Surveys estimates of AI’s macroeconomic effects, finding that projected GDP impacts vary widely but remain “typically positive.” Cites benchmark projections, including a Goldman Sachs estimate of a 0.9% cumulative GDP increase over 10 years and another study projecting long-run output gains of up to 35% above baseline. Emphasizes that realized economic effects depend on adoption rates and diffusion dynamics, noting that widespread integration may unfold over “multiple decades,” mirroring the trajectory of personal-computer deployment. Addresses labor-market implications, concluding that current evidence shows AI replacing tasks rather than entire jobs. Frames these dynamics as likely to influence productivity growth and income distribution over time.
- Yusuf, Shahid, The Macroeconomic Consequences of AI: The Next Great Divergence, N. Dev. Programme (2025), https://www.undp.org/sites/g/files/zskgke326/files/2025-12/the-macroeconomic-consequences-of-ai.pdf.
Investigates AI’s macroeconomic implications, focusing on its capacity to counter declining productivity and reshape income distribution across the Asia-Pacific region. Documents a sustained global slowdown in economic growth and total factor productivity since the early 2000s, noting that many high-growth Asian economies have relied more on capital accumulation than on efficiency gains. Frames AI as a potential response to this “productivity drought” while emphasizing uneven and time-lagged benefits. Finds that adoption effects will likely vary across sectors and labor groups, with gains materializing gradually rather than immediately. Warns that AI diffusion could widen within-country income disparities, reversing the decline in global inequality observed from the late 1990s through 2015. Positions distributional divergence as a central policy risk accompanying AI-driven productivity growth.
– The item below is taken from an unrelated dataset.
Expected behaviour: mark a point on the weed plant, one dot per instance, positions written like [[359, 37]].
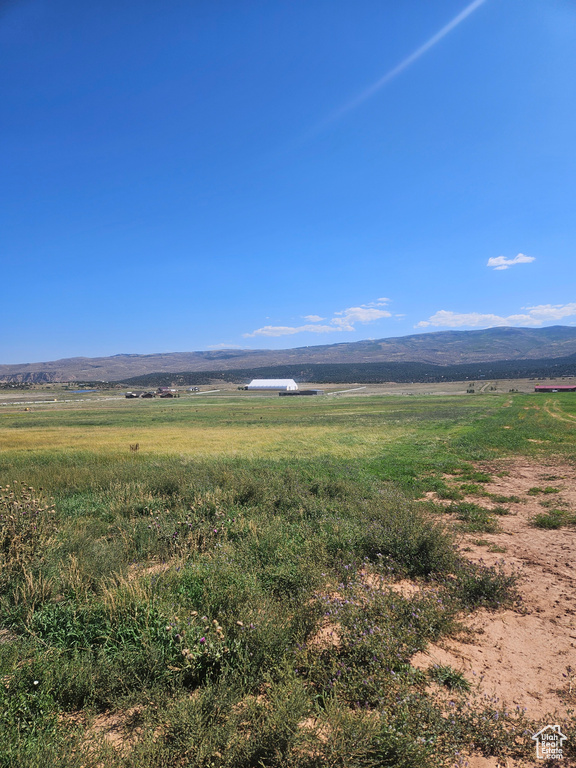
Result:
[[245, 610]]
[1] When a general-purpose technology—such as electricity, computers, or artificial intelligence—emerges, firms must invest in intangible assets, including process redesign, worker training, and new software and business models. These investments absorb time and capital without generating immediate, measurable output, often producing an initial slowdown in recorded productivity. As complementary investments mature and integration deepens, productivity growth accelerates, forming the upward stem of the J-curve.
[2] Hulten’s Theorem holds that the aggregate economic effect of a productivity change in a given industry equals that industry’s share of national GDP, measured by total sales. The result implies that an activity’s economywide importance depends on its relative size, not on the complexity of its upstream or downstream linkages.
[3] A computable general-equilibrium (CGE) model simulates how shocks—such as new technologies, taxes, or trade policies—propagate across an economy. Using observed economic data, the model estimates how producers and consumers adjust until the system converges to a new equilibrium.